Nyadran, Ikhtiar Masyarakat Getas Rawat Kerukunan

Hari menjelang petang saat kami memasuki Desa Getas, Kecamatan Kaloran, Kabupaten Temanggung. Nun jauh di sana, mentari tampak bersiap kembali ke peraduan, diiring semburat keemasan mega di ufuk barat. Kendaraan kami terus menanjak, menyusuri kawasan perbukitan, dengan sergapan udara sore yang segar.

Sawah terhampar di sisi kiri dan kanan, sesekali ada juga kebon kopi dan ladang cabe yang sudah memasuki masa panen. Gelayut daun pohon sengon yang tumbuh besar menjulang, mengantar desir angin dan menambah kesejukan. 

Kami matikan AC mobil, buka kaca jendela, lepas masker, lalu menarik nafas dalam-dalam. Udara segar dan sejuk jarang ditemui di tengah sumpek suasana pandemi perkotaan. Nyaring nyanyian Tonggeret menambah kaya harmoni yang disajikan alam raya.

Foto: BuddhaZine

Rabu, 11 Februari 2022, jelang masuk waktu Magrib, kami, Tim Ditjen Bimas Buddha, tiba di Dusun Krecek, Desa Getas. Mobil berhenti di halaman taman pendidikan anak usia dini (PAUD) yang asri.
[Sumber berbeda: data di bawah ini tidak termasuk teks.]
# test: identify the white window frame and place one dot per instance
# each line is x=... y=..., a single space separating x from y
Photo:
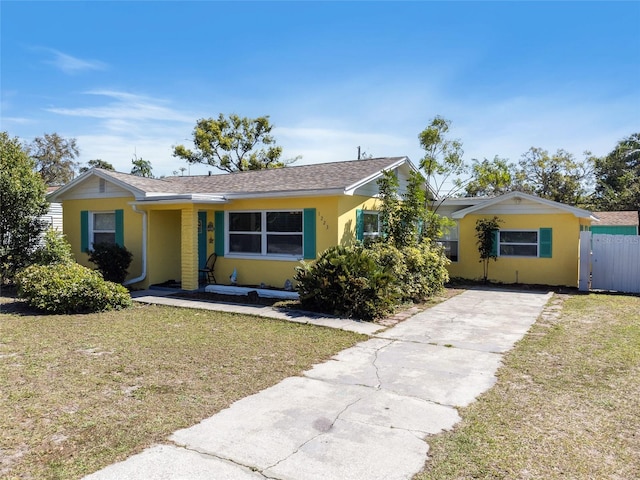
x=264 y=234
x=450 y=237
x=524 y=230
x=368 y=236
x=92 y=230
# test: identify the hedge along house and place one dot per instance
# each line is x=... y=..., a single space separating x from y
x=259 y=223
x=538 y=241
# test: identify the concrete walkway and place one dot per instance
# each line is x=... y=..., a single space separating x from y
x=365 y=414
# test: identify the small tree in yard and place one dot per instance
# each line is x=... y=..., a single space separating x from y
x=22 y=204
x=486 y=240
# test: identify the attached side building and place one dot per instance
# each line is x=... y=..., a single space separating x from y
x=538 y=241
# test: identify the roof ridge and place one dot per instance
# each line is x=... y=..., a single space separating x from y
x=290 y=167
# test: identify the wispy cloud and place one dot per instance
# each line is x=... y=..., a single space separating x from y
x=126 y=107
x=72 y=65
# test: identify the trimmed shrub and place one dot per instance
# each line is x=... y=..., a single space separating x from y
x=347 y=281
x=419 y=271
x=70 y=288
x=426 y=271
x=54 y=249
x=112 y=261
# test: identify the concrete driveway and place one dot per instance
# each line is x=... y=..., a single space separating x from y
x=365 y=414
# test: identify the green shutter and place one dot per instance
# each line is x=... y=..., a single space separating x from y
x=495 y=243
x=120 y=227
x=309 y=233
x=84 y=230
x=545 y=243
x=219 y=226
x=359 y=225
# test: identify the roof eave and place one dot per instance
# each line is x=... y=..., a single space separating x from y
x=577 y=212
x=55 y=196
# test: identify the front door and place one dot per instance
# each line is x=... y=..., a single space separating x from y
x=202 y=239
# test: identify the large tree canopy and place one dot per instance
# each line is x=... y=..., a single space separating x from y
x=618 y=177
x=233 y=144
x=54 y=157
x=23 y=203
x=141 y=167
x=442 y=161
x=559 y=177
x=97 y=163
x=490 y=178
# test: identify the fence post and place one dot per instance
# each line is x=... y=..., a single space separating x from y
x=585 y=262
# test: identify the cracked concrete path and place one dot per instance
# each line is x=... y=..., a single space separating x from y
x=364 y=414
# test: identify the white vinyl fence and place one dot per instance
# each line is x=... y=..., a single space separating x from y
x=610 y=262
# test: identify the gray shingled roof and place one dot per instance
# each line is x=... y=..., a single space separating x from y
x=324 y=176
x=618 y=218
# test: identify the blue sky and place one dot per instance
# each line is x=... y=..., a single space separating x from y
x=127 y=78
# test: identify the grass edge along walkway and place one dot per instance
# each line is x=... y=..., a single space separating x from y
x=566 y=404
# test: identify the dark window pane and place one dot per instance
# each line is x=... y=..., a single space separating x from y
x=450 y=249
x=104 y=238
x=247 y=243
x=284 y=221
x=104 y=221
x=518 y=237
x=370 y=221
x=245 y=222
x=519 y=250
x=284 y=244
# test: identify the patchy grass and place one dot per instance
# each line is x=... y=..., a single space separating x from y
x=566 y=405
x=78 y=392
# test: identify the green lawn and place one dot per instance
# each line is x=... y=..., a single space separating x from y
x=566 y=405
x=78 y=392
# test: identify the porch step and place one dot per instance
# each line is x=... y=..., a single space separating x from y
x=262 y=292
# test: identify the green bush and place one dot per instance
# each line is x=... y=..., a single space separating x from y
x=426 y=270
x=347 y=281
x=419 y=271
x=69 y=288
x=54 y=249
x=112 y=261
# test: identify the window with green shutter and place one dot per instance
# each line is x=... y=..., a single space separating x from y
x=275 y=233
x=101 y=227
x=545 y=243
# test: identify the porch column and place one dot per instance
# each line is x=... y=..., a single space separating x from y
x=189 y=243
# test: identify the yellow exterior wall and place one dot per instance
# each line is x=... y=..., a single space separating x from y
x=132 y=228
x=560 y=269
x=335 y=224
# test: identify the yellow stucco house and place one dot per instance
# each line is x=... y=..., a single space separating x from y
x=259 y=223
x=538 y=241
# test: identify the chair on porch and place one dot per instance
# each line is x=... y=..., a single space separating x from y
x=207 y=270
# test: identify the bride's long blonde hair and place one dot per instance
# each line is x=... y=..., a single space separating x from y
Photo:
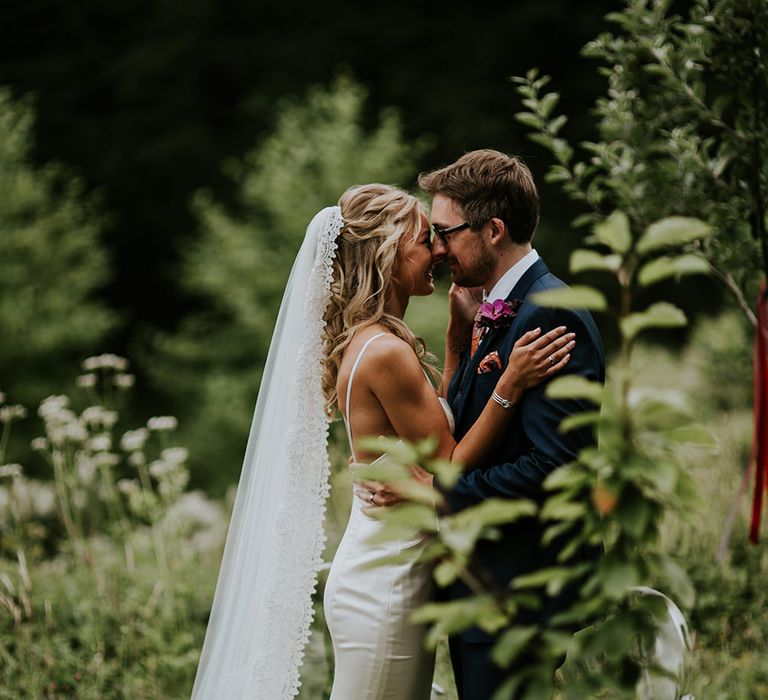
x=375 y=218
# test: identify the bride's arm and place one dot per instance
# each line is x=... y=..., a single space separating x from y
x=395 y=377
x=528 y=365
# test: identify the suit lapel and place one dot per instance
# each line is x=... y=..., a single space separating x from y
x=469 y=369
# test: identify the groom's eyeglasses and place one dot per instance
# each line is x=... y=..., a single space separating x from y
x=443 y=233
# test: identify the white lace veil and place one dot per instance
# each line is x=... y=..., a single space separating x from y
x=262 y=609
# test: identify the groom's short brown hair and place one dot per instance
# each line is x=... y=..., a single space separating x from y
x=488 y=184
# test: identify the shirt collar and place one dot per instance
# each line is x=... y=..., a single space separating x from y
x=503 y=288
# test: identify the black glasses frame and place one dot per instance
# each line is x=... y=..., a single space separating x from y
x=443 y=233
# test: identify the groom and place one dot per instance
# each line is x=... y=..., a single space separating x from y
x=485 y=209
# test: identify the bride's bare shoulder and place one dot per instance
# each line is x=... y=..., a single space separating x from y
x=390 y=359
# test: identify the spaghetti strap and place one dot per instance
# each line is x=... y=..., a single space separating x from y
x=347 y=421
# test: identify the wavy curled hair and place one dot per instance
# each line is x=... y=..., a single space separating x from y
x=376 y=217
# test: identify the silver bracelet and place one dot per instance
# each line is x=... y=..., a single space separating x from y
x=504 y=403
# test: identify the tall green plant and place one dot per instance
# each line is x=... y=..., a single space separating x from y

Pada sisi sudut halaman, ada joglo dengan luas sekitar 50M2, lengkap dengan altar Buddha.

Tampak sejumlah pemuda sedang bersih-bersih. Malam ini akan digelar slametan sekaligus pembukaan proses Live In Nyadran Perdamaian. Ya, sejak 2019, tradisi Nyadran dimeriahkan juga dengan Live In Nyadran Perdamaian. Nyadran adalah tradisi, Live In Nyadran Perdamaian adalah ikhtiar masyarakat dalam melestarikan tradisi Nyadran itu sendiri.

“Selamat datang semuanya,” ujar Ngasiran, salah satu aktivis Buddhist yang juga Direktur Buddhazine.com, menyambut kehadiran kami bersama sejumlah pemuda yang tengah sibuk siapkan acara.
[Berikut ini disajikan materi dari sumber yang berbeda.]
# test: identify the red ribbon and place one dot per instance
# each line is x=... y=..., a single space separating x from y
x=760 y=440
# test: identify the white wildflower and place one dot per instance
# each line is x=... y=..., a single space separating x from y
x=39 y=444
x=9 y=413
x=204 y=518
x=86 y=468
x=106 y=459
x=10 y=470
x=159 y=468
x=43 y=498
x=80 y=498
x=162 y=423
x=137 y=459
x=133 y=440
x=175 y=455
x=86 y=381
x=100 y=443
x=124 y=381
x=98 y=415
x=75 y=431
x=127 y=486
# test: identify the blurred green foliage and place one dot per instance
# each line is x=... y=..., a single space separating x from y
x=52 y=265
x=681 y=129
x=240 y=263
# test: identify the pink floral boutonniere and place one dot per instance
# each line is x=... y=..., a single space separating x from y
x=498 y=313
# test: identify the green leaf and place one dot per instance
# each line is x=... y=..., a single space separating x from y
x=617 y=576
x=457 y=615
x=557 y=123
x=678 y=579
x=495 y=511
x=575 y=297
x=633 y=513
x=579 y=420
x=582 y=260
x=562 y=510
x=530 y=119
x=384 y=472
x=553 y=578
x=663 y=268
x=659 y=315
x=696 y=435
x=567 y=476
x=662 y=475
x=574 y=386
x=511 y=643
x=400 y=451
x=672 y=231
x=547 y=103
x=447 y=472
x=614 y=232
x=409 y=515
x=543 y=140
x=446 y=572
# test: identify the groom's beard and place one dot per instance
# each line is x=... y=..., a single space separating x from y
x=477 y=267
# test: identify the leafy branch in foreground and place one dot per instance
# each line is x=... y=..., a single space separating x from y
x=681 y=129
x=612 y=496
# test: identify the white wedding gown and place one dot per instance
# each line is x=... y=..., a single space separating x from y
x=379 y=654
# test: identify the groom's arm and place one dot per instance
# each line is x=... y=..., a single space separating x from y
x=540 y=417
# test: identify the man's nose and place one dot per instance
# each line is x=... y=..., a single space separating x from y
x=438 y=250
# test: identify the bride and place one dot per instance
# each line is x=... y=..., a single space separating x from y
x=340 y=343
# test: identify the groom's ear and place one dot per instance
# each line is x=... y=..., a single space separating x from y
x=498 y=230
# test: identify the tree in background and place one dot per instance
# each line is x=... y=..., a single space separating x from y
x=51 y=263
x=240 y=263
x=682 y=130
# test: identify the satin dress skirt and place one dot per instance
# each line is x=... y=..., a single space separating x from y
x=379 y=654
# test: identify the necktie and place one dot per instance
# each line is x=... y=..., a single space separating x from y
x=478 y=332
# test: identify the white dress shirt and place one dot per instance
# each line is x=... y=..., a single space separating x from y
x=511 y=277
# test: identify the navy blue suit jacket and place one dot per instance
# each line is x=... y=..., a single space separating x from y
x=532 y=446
Hujan rintik membasahi bumi Dusun Krecek saat kami berjalan ke Homebase Buddhazine.com yang juga kediaman Ngasiran. Lesehan, kami nikmati kopi dan air jahe-aren panas, khas dusun Krecek, dilengkapi sejumlah jajanan tradisional dan buah pisang yang besar-besar, sembari menunggu dimulainya acara slametan.

“Nyadran digelar oleh dua dusun di Desa Getas, Mas. Dusun Krecek yang mayoritas beragama Buddha, dan Dusun Gletuk yang mayoritas muslim. Ada juga warga dusun yang beragama Kristen,” ujar Ngasiran membuka pembicaraan sembari mempersilahkan kami menikmati hidangan. 
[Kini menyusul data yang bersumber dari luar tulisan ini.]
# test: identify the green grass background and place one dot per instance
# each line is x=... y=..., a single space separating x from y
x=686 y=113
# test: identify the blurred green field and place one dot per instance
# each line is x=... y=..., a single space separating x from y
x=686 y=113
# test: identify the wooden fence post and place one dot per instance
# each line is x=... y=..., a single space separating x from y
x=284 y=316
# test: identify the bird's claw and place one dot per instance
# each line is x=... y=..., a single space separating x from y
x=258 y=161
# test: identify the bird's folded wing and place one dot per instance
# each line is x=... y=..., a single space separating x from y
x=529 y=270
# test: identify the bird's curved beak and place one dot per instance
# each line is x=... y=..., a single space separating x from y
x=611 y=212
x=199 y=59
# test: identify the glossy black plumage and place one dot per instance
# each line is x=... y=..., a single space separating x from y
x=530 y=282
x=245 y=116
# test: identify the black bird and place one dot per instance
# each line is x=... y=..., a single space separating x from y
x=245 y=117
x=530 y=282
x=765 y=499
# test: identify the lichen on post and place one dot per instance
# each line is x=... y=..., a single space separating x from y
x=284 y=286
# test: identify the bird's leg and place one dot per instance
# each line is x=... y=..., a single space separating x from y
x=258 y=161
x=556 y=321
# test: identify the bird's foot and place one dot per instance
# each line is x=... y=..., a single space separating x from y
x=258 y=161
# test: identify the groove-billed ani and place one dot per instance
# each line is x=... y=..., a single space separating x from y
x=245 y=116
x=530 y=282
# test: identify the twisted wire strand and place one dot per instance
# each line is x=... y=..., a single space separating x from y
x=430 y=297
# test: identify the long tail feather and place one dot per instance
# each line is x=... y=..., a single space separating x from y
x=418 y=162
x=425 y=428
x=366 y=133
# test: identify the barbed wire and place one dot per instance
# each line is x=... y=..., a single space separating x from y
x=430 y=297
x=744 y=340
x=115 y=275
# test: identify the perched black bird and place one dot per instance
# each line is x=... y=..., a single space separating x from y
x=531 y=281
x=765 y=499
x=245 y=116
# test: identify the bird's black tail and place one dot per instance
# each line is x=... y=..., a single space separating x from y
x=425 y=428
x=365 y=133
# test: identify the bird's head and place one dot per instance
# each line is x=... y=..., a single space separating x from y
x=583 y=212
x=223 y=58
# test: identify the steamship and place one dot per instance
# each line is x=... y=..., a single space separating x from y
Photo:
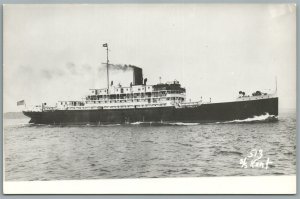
x=140 y=102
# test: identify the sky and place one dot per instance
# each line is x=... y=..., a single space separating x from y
x=54 y=52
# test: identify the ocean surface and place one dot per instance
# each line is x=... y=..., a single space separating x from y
x=138 y=150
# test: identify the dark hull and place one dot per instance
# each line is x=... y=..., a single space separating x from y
x=205 y=113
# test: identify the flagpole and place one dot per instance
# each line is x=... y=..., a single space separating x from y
x=107 y=63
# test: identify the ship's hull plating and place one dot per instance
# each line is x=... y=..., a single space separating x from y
x=204 y=113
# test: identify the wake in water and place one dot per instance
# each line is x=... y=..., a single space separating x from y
x=256 y=119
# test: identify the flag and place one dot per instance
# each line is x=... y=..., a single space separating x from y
x=22 y=102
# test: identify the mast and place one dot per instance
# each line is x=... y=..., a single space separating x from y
x=107 y=63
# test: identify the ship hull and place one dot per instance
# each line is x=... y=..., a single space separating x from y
x=226 y=111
Di luar, hujan mulai mereda. Gemericik air, udara dingin, dan terang lampu mengundang Laron (sejenis serangga) untuk berkoloni, seakan mencari kehangatan dan ikut ngobrol bersama kami yang juga sudah mulai disergap dingin, meski sudah mengenakan jaket.

“Meski beragam, kami diikat oleh rasa persaudaraan. Sebab, kami merasa memiliki leluhur yang sama yang dimakamkan di kawasan Getas ini. Untuk itulah kami terus mentradisikan Nyadran,” sambung Ngasiran.

Foto: BuddhaZine

Nyadran Perdamaian
Sekitar pukul 20.00 WIB, kami bergeser dari homebase Buddhazine.com ke joglo yang menjadi tempat acara pembukaan Nyadran Perdamaian 2022. Hujan masih rintik, namun itu tidak menyurutkan sekitar 100 orang untuk berkumpul, mengikuti acara. Selain warga dusun Krecek dan Gletuk, hadir juga Suhu Xue Hua, Pembina Fo Institut Dong Zen Indonesia (IDZI) beserta rombongan, Penyelenggara Buddha Kabupaten Temanggung, Kepala Desa Getas Dwi Yanto, serta Kepala Dusun Krecek Sukoyo dan Kepala Dusun Gletuk Dahono. Ikut bergabung, sekitar 15 orang peserta Live In Nyadran Perdamaian 2022 yang mengangkat tema "Menjaga Tradisi Lintas Generasi".

“Nyadran Perdamaian rutin diselenggarakan setiap tahun. Acara ini sudah berlangsung selama empat tahun dengan rangkaian kegiatan yang berbeda-beda. Kami juga bekerja sama dan berjejaring dengan AMAN Indonesia dan organisasi sekitar,” ucap Ketua Panitia, Kirmi, mengawali sambutannya.

Menurutnya, Nyadran di Desa Getas, khususnya Dusun Krecek dan Gletuk, biasa dilaksanakan setiap Jumat Pon pada bulan Rajab atau Sya’ban. Sejak 2019, tradisi ini dikemas dalam rangkaian kegiatan Nyadran Perdamaian sebagai upaya merawat dan menularkannya kepada generasi muda. Wajar, jika pembukaan Nyadran Perdamaian malam itu dihadiri warga lintas generasi, dari anak-anak sampai kakek-nini.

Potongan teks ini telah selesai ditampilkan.